I also felt that the staff weren’t very good at anticipating needs. One evening, we were running late for a reservation at a restaurant near the hotel, which was about a 15-minute walk away. Even though the hotel had an electric buggy which could take us to the outer gate from which it’d be a much shorter walk, it was never offered until I asked them point blank about it.

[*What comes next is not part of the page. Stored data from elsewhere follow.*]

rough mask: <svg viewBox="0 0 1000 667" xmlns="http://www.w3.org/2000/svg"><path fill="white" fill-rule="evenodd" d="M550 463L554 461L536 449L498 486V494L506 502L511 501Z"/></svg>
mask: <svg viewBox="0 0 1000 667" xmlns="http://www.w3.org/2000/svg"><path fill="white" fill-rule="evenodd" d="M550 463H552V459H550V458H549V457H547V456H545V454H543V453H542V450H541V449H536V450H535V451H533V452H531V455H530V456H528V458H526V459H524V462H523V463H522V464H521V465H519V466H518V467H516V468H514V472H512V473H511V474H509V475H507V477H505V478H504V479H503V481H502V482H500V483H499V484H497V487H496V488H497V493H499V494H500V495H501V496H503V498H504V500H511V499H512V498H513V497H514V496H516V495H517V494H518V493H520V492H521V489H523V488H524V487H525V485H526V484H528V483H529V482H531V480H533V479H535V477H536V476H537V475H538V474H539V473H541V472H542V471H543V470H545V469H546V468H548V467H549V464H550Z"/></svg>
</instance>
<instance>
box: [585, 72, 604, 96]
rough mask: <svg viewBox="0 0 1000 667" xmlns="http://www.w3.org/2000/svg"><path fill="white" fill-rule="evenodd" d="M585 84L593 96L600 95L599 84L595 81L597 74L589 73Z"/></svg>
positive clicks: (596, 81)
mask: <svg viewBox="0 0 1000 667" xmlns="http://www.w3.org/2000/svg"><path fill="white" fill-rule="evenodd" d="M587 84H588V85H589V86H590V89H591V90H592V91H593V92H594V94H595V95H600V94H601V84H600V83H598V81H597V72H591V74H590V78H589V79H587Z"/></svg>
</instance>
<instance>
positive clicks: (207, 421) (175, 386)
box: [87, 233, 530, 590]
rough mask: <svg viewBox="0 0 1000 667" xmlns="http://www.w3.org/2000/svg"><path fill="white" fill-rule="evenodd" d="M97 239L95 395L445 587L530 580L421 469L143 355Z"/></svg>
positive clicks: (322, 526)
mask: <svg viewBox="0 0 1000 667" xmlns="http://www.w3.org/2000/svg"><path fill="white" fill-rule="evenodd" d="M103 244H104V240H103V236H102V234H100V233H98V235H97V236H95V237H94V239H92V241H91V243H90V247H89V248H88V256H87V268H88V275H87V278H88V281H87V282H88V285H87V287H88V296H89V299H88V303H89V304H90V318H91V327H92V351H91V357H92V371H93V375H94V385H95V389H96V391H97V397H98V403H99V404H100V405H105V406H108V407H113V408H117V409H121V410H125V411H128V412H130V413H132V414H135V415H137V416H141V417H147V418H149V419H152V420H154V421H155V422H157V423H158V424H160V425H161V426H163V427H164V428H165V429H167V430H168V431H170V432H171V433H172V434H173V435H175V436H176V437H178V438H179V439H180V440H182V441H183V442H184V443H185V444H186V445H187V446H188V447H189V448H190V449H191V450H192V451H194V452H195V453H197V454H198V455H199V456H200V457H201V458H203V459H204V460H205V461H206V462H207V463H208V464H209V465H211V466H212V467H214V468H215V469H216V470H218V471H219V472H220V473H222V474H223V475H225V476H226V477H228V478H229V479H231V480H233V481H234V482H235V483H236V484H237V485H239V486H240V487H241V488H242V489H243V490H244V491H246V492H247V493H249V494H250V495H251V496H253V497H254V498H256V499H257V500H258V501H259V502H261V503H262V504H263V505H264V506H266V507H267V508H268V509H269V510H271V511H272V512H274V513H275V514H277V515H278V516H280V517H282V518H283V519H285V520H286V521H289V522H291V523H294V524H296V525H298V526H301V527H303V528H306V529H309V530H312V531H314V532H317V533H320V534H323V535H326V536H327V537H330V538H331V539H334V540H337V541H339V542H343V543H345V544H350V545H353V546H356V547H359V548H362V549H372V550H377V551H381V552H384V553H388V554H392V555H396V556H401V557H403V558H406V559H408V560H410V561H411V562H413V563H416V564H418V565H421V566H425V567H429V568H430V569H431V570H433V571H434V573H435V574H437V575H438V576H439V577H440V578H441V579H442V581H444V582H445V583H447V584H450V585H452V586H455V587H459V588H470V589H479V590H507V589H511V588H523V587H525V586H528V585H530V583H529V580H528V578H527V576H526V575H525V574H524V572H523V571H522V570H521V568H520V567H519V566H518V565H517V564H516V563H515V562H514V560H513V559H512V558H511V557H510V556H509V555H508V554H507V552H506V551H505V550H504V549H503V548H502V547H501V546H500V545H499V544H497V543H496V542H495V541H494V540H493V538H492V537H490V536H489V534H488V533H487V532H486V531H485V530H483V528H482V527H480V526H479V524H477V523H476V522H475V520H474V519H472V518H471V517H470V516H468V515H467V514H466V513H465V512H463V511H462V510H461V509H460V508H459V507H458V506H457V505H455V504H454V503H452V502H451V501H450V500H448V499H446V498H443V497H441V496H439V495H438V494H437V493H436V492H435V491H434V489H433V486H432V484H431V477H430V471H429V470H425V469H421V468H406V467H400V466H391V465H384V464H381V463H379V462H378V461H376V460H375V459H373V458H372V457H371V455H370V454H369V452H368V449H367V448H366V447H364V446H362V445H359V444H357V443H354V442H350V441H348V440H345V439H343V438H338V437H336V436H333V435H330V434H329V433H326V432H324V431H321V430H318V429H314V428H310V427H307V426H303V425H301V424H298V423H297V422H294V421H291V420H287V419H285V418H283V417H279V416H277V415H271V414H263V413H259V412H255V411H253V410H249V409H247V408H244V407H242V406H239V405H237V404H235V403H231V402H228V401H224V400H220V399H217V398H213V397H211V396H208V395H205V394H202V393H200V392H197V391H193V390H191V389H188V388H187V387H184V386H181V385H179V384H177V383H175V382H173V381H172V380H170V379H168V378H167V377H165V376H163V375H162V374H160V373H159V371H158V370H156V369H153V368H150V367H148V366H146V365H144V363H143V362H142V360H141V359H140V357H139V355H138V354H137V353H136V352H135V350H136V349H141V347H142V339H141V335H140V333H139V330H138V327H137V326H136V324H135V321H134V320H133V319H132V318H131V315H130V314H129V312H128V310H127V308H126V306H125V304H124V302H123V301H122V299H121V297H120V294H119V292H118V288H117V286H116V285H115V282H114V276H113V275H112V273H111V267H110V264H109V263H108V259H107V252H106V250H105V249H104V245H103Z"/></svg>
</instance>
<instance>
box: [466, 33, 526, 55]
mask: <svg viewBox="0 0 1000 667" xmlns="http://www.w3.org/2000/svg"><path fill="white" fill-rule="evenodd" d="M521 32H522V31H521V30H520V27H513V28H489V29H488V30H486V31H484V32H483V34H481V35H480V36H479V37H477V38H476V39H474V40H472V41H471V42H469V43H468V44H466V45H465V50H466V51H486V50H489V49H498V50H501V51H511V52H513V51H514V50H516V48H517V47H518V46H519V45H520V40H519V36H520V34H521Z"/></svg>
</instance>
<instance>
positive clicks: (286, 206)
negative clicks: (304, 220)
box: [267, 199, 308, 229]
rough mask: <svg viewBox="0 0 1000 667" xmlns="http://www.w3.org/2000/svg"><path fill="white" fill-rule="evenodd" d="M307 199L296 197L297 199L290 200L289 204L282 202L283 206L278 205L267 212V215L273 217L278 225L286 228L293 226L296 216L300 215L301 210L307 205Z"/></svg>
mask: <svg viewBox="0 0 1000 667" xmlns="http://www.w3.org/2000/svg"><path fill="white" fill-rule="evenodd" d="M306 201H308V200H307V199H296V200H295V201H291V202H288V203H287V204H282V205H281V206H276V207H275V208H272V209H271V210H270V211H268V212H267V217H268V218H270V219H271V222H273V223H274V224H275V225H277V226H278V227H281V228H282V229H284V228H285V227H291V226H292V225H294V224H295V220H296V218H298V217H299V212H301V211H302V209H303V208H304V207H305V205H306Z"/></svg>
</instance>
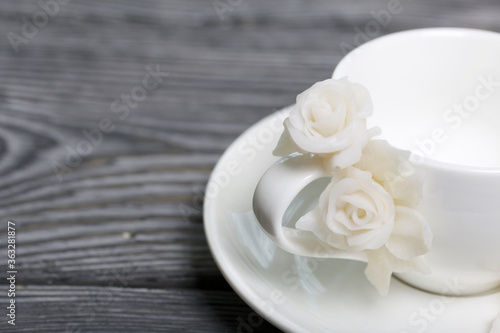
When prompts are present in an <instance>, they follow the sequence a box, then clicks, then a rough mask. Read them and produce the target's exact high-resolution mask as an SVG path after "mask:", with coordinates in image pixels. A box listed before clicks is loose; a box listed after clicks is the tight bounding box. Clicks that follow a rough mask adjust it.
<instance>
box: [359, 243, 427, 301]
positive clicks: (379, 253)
mask: <svg viewBox="0 0 500 333" xmlns="http://www.w3.org/2000/svg"><path fill="white" fill-rule="evenodd" d="M366 255H367V259H368V265H367V266H366V269H365V276H366V278H367V279H368V281H370V282H371V284H373V285H374V286H375V288H377V290H378V292H379V293H380V294H381V295H382V296H385V295H387V292H388V291H389V285H390V278H391V275H392V273H393V272H397V273H405V272H419V273H422V274H429V273H430V272H431V270H430V268H429V266H428V265H427V262H426V261H425V259H424V257H423V256H419V257H416V258H414V259H411V260H401V259H398V258H396V257H395V256H394V255H393V254H392V253H391V252H389V250H387V248H386V247H385V246H383V247H381V248H380V249H377V250H374V251H366Z"/></svg>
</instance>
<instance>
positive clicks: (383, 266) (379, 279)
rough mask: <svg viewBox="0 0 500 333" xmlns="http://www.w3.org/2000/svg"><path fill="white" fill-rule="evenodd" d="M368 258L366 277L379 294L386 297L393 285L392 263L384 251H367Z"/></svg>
mask: <svg viewBox="0 0 500 333" xmlns="http://www.w3.org/2000/svg"><path fill="white" fill-rule="evenodd" d="M367 257H368V265H367V266H366V269H365V276H366V278H367V279H368V281H370V283H371V284H372V285H374V286H375V288H377V291H378V292H379V294H380V295H382V296H385V295H387V293H388V292H389V286H390V284H391V275H392V267H391V263H390V261H389V259H388V258H387V256H386V255H385V251H384V250H378V251H367Z"/></svg>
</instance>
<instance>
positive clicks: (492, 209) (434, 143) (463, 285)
mask: <svg viewBox="0 0 500 333" xmlns="http://www.w3.org/2000/svg"><path fill="white" fill-rule="evenodd" d="M344 76H347V78H348V79H349V80H350V81H352V82H357V83H360V84H362V85H364V86H365V87H366V88H367V89H368V91H369V92H370V94H371V96H372V100H373V105H374V113H373V116H372V117H371V118H369V120H368V122H369V125H370V126H369V127H371V126H379V127H380V128H381V130H382V138H383V139H386V140H388V142H389V143H390V144H391V145H392V146H393V147H395V148H398V149H401V150H406V151H410V152H412V156H411V158H410V161H411V162H412V166H413V167H414V168H415V169H416V170H417V171H418V172H421V173H422V174H423V194H422V201H421V203H420V205H419V206H418V208H417V209H418V211H419V212H420V213H422V214H423V215H424V216H425V218H426V219H427V221H428V224H429V227H430V229H431V230H432V233H433V242H432V248H431V250H430V251H429V252H428V253H427V254H426V255H425V258H426V260H427V263H428V264H429V267H430V269H431V274H429V275H422V274H418V273H402V274H397V276H398V277H399V278H400V279H401V280H403V281H405V282H407V283H409V284H410V285H413V286H415V287H418V288H421V289H424V290H427V291H430V292H436V293H440V294H453V295H458V294H460V295H469V294H477V293H481V292H486V291H489V290H493V289H494V288H496V287H499V286H500V34H498V33H494V32H487V31H481V30H472V29H457V28H432V29H420V30H411V31H406V32H400V33H395V34H391V35H387V36H384V37H381V38H378V39H376V40H373V41H371V42H368V43H366V44H364V45H362V46H360V47H358V48H357V49H355V50H353V51H352V52H351V53H349V54H348V55H347V56H346V57H345V58H344V59H343V60H342V61H341V62H340V63H339V65H338V66H337V68H336V70H335V72H334V74H333V78H341V77H344ZM323 177H328V173H327V172H325V171H324V170H323V168H322V164H321V162H320V161H319V159H318V157H316V156H314V155H307V154H306V155H295V156H289V157H286V158H283V159H281V160H280V161H278V162H277V163H276V164H274V165H273V166H272V167H271V168H270V169H268V170H267V172H266V173H265V174H264V176H263V177H262V179H261V180H260V182H259V184H258V186H257V188H256V191H255V195H254V212H255V214H256V216H257V218H258V220H259V223H260V224H261V226H262V227H263V229H264V230H265V231H266V232H267V233H268V234H269V235H270V237H271V238H272V239H273V240H274V241H275V242H276V243H277V244H278V245H279V246H280V247H281V248H283V249H285V250H286V251H289V252H291V253H294V254H298V255H305V256H312V257H318V256H323V257H324V254H321V255H320V254H319V252H318V245H317V244H318V243H317V239H316V238H315V237H314V235H312V233H309V232H305V231H299V230H296V229H294V227H293V226H292V225H290V223H289V221H287V219H290V216H288V215H289V214H288V215H287V214H286V212H288V211H290V204H291V203H292V202H293V203H294V204H296V203H297V202H298V198H297V196H298V195H299V193H300V195H301V196H303V197H304V198H305V199H304V198H303V199H302V200H306V201H307V200H309V204H311V203H314V202H315V201H317V198H318V197H319V194H320V193H321V189H322V188H324V186H323V187H321V186H316V187H314V186H312V187H311V186H309V187H308V184H311V183H312V182H313V181H314V180H317V179H321V178H323ZM294 199H295V200H294ZM299 199H300V198H299ZM299 206H300V205H299ZM303 206H304V205H303V204H302V208H301V209H302V210H303V211H302V212H298V214H299V216H300V215H304V214H305V213H306V209H305V208H303ZM309 208H311V207H309ZM287 209H288V210H287ZM331 257H334V258H345V259H355V258H352V257H351V256H350V255H349V254H348V253H345V254H344V255H339V254H335V255H332V256H331Z"/></svg>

At other high-end hotels I’ve stayed at (e.g. Conrad Koh Samui, Banyan Tree Lang Co), it’s common for the hotel to assign each room a butler, who becomes the single point of contact for all requests. That was absent here, which would really have come in useful when planning how we should maximise our time at the resort.
Similarly, at high-end hotels it’s quite common to see management walking the breakfast area in the morning, chatting with guests to get to know them and their preferences, offering suggestions, and taking feedback about the stay. Not so at Roku. Management was completely absent throughout the stay, and the first time I spoke to a member of the team was during check-out.
Finally, it was very hard to communicate with the front-line staff, because most of them barely spoke English, and needed a manager’s intervention for even the most basic of requests.
These are things you don’t simply don’t expect in a hotel at this price point, and as much as I love the hardware and ambiance, I find it very hard to recommend until they sort this out.
Roku Kyoto: Conclusion
The Roku Kyoto was meant to be the highlight of the trip, but I walked away feeling disappointed with the whole experience. It felt so frustrating that the hotel didn’t have the service or F&B to match its impeccable surroundings- I wanted it to be so much better.
I’ve not stayed at the Ritz-Carlton or Park Hyatt Kyoto, but based on the reviews these are much more solid bets, and won’t cost that much more than Roku.
Certainly not worth 110,000 Hilton points per night!